In today’s SIDEbar:
• We cheer … might even cry … it all makes storytelling thrive.
• DoorDash is all heart (and a few LOLs) with its Valentine’s Day promos.
• Mick Cronin’s reputation is …?
Winter sports aren’t typically my thing. The season itself? I’m challenged to walk outside when the temperature dips below 60 degrees. But after Super Bowl LX, like many of you, I was locked into the 2026 Winter Olympics.
Ratings soared past the last Olympics. Friends who rarely talk sports suddenly had takes and rattled off details about athletes.
It wasn’t just about snowscaped mountains or slick sleds. It was about storylines: the comeback. A crash or fall. The pressure. Families in the stands, cheering at home—or there in memory.
When storytelling is Olympic-strong, casual viewers stop scrolling. Whether it’s a gut-wrenching collapse, a magnificent comeback or friends cheering halfway across the world, those are moments that stay with us. NBC/Peacock knows and plans for this. It’s also what makes sharing those stories special (from local media, too).
PR you can use: Don't promote the event; promote the human. When your story connects … when it makes you cheer or brings you to tears … your audience follows.
❤️ Most ads are forgettable. These aren’t.
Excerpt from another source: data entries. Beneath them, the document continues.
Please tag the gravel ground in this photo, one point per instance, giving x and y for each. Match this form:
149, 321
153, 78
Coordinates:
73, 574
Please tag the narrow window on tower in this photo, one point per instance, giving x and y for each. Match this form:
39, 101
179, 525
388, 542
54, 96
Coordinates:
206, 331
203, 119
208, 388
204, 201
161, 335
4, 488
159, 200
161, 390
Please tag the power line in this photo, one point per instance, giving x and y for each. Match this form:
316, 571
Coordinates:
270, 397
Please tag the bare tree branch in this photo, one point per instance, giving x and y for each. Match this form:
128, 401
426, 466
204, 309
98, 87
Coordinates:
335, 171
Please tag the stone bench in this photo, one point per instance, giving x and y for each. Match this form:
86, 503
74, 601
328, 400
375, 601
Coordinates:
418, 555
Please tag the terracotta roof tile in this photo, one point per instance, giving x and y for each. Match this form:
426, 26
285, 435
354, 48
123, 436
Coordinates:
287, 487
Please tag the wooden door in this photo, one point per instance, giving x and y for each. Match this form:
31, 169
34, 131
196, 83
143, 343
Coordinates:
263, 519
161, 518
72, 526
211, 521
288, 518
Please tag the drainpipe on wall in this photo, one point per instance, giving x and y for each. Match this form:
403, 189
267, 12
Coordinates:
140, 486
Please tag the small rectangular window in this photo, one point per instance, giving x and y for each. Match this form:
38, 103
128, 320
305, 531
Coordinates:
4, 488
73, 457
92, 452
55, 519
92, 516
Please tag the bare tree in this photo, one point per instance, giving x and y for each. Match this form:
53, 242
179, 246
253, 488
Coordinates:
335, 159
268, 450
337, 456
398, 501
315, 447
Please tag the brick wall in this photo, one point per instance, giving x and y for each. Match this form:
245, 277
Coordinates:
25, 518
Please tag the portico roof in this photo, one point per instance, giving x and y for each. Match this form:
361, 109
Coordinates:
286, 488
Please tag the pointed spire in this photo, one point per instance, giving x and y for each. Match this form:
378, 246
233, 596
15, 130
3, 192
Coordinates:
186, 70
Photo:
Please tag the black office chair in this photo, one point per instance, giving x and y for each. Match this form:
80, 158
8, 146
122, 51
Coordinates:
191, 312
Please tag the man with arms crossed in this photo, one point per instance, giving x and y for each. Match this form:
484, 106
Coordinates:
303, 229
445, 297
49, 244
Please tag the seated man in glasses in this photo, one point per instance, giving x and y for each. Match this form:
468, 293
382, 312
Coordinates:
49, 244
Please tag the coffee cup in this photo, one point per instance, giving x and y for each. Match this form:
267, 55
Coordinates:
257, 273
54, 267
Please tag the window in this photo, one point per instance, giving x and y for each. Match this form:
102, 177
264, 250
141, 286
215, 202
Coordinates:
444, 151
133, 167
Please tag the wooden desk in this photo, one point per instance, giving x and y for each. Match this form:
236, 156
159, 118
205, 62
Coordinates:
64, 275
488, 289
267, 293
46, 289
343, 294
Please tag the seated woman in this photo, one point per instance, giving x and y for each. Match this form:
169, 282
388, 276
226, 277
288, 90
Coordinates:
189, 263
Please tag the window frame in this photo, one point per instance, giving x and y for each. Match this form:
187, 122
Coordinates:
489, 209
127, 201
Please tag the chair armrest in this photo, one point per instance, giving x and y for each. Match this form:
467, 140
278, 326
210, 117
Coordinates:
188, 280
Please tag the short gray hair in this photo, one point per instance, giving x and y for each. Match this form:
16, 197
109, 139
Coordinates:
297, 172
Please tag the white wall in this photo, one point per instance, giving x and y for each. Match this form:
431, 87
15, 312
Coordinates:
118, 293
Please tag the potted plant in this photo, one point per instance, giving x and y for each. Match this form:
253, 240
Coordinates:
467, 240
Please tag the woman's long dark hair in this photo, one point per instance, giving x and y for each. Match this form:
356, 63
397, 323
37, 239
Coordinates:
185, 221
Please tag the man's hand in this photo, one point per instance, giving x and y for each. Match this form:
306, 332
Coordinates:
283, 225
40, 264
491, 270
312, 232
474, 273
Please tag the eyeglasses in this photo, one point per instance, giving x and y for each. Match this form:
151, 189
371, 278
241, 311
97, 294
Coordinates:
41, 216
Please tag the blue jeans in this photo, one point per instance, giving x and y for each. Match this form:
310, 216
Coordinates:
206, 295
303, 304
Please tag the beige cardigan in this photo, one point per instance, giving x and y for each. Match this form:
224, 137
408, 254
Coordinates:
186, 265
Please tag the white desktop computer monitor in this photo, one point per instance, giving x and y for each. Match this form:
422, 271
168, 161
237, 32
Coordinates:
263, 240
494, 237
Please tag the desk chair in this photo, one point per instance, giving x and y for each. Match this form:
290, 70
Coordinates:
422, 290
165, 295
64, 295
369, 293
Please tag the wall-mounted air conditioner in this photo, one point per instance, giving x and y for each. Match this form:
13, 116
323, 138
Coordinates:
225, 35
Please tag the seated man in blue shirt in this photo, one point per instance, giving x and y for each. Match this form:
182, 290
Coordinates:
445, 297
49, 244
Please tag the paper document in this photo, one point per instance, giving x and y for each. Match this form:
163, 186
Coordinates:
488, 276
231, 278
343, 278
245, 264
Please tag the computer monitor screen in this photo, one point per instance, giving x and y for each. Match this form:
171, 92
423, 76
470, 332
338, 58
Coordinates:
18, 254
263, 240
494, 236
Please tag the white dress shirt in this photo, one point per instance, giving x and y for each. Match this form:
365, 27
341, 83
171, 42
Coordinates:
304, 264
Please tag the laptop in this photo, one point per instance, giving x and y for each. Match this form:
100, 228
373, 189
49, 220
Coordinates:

I know Valentine’s Day is in the rearview mirror, but the panic of forgetting something important is a universal brand goldmine. And when you veer into unexpected territory with your message, people really pay attention. DoorDash for Valentine’s Day is what happens when you listen to what people say before you write, produce or post.
Even as many of us use social differently than we did a decade ago, DoorDash’s Valentine’s Day campaigns prove social listening still matters. Even if you hate it, social media could point you toward what you produce next.
But, how?
Set keyword searches (yup, they’re still relevant, just in different ways) to see what people are saying about holidays or other moments during the year. Think of ways your business fits in. Those words could guide some of your best work.
It follows a simple format: identify a timely brand challenge, follow with a plan to meet the challenge, make it memorable and shareable and launch your ideas into action.
DoorDash’s Direction: Partners forget Valentine’s Day. The brand reminds them why their crushes care. Reports say the company’s 2025 ad drove 80% of its flower sales … EIGHTY percent … ON Feb. 14. (Check out some other Valentine’s Day creatives in this MarketingBrew story.)
PR you can use: Let spots like these change how you approach your next marketing and PR campaign. Until then, I’m off to make T-shirts with a couple of those promos’ one-liners.
☝🏼PR Rules 1 through 100: Don’t be a jerk
UCLA basketball coach Mick Cronin’s name is back in the sports news. Part of a pattern? Well, this one lingers.
After ejecting one of his players for what he called a “dirty play” during Michigan State’s blowout of the Bruins, he lashed out at a reporter postgame. Cronin later apologized, at least to the player and the UCLA fan base, after headlines across sports media painted him as out of control.
“I thought it was kind of petulant and unnecessary,” ESPN analyst Jay Bilas said of Cronin’s outburst to Chris Russo on Russo’s SiriusXM show, where the former college player also criticized other coaches who handled losses poorly.
When you feel you have to publicly convince people you’re good at your job—even with a winning record (Cronin’s got more than 520 career wins)—you’ve likely gone too far. Winning makes people forgive a few bad decisions until it doesn’t. Then you’re yelling at a wall.
“If you don’t like a question, just say, ‘Look, I prefer not to answer that,’ ” Bilas said.
And that’s your PR takeaway. Yup, it’s that simple.